There are a lot of transitions when settling into a new lifestyle. Moving from a home to a boat seems to have countless transitions. One of the main transitions is living in a smaller space which leads to having less stuff. We have always liked living in smaller spaces. Our two-story house in Seattle is about 775 sf., but we cut our living space down to about 230 sf in our 35' sailboat; I just measured it.
Living in our House --- Living in our Boat
- 775 sf house --- 230 sf living space sailboat
- 10 cuft frig/freezer --- 6 cuft frig
- Endless sewer --- 10 gal holding tank
- Endless water --- 70 gal water tank – enough for our needs.
- 40 gal Hot Water --- 6 gal & only when motoring or at shore power
- Endless Power --- 303 amp hrs w/ solar panels – super great!
I love all of these transitions and adaptations because we have to now be aware of how much we are using and how much we need to conserve. This is also something that is kept in mind when someone is buying and outfitting a boat. The buyer needs to make sure all the needs are met and realistic for themselves. Some people don't even have a frig on their boat and some people have a full frig and freezer with an ice maker. So, we made sure that all our limitations were something we could be comfortable with adjusting to for our new lifestyle.
Along with the transition of space and things we use on a daily basis, there is also the emotional and metal portion. As we prepped and researched for this trip, we knew a big piece of it was to help our son, Aksel, adapt to this new home and lifestyle. Starting in college, Jason and I have adapted to new homes almost yearly and normally on the smaller side. So, the change is not as big to us and we have dealt with change a lot in our lives. But this is Aksel's first move, first new home and to put on top of it a new way of living. We read the book Voyaging with Kids by Behan Gifford, Sara Dawn Johnson & Michael Robertson that was great to help us prepare, plus we read articles and chatted with sailing families in person, and online, for suggestions and experiences.

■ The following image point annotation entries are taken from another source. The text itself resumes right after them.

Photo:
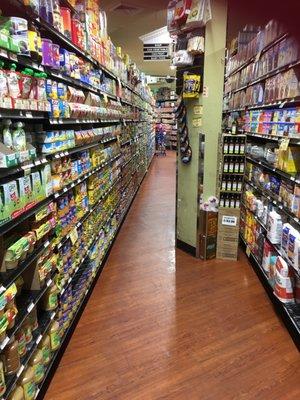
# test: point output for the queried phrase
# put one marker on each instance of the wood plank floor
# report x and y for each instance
(161, 325)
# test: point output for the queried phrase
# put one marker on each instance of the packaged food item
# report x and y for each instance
(283, 289)
(13, 82)
(26, 327)
(6, 133)
(66, 21)
(2, 380)
(47, 52)
(11, 313)
(50, 298)
(28, 384)
(21, 339)
(54, 336)
(17, 394)
(11, 357)
(285, 237)
(19, 137)
(38, 367)
(3, 81)
(45, 346)
(274, 227)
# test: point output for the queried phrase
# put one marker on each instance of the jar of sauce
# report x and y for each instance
(38, 367)
(54, 336)
(28, 384)
(11, 357)
(45, 346)
(17, 394)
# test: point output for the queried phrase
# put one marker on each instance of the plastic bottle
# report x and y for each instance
(2, 380)
(7, 136)
(26, 82)
(225, 149)
(45, 346)
(54, 336)
(38, 367)
(50, 300)
(19, 137)
(13, 78)
(20, 336)
(28, 384)
(3, 81)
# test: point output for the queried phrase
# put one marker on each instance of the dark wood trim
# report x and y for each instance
(186, 247)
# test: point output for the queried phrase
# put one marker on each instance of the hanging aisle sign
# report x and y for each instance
(156, 52)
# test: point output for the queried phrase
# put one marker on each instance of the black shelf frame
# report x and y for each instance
(59, 353)
(289, 313)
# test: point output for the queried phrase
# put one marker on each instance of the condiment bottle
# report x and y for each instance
(11, 357)
(2, 380)
(50, 300)
(37, 364)
(45, 346)
(17, 394)
(27, 331)
(32, 319)
(28, 384)
(54, 336)
(20, 336)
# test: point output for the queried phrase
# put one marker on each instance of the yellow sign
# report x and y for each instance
(197, 122)
(198, 110)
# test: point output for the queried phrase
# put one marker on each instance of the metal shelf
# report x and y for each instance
(253, 58)
(290, 313)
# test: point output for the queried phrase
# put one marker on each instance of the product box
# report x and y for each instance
(208, 227)
(10, 204)
(8, 158)
(228, 233)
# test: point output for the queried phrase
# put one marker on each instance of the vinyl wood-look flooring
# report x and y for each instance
(161, 325)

Some things we did to help with the emotional and mental transition for our son, and us, was that we involved him with the planning and preparing. Talking about the trip as being a part of our next step in life and what it might be like, what is exciting and is different. We had a map up on a wall to select places we want to visit and understand the distance better. We met up with other kid boats that were doing the same trip. We moving onto and lived on the boat, months before leaving to adjust to it while we were at the dock. This also made it so he could share his new space with friends and family before we left. We did all of these things but it is still hard for Aksel to leave his family, friends, and first home behind; he is homesick. We have lots of pictures of home and friends to look at, and we are keeping in touch with people. But being homesick is another transition that is hard, especially the first time. It really just takes lots of time, heartbreak, and patience.
The things that have helped us start to overcome this has been meeting other kid boats, finding a place to explore and play, and good food & sleep. Sleep is so important for all of us and it is easy to forget how tiring everything ‘new' can be; an emotional and mental strain. We got lucky meeting our first three kid boats in Newport after the first week of our shakedown cruise in the San Juans & Gulf Islands. It has been a great clan to travel with down the coast.
For lots of transitions, time is really the only thing that moves us through the process until we become comfortable and it feels like it is part of our everyday life. It seems that people say about 2-3 months to get really settled into a new lifestyle; find the new routines and adjustments. I think that sounds about right for us right half the time, and the other half seems like it might not ever happen; that is where patience comes in! Some things are starting to feel like we have always done it this way like our slow mornings and some things are still taking time to get used to, like school on the boat. I am excited to see how we feel in another month. Fingers crossed we will have fully settled into our new cruiser lifestyle.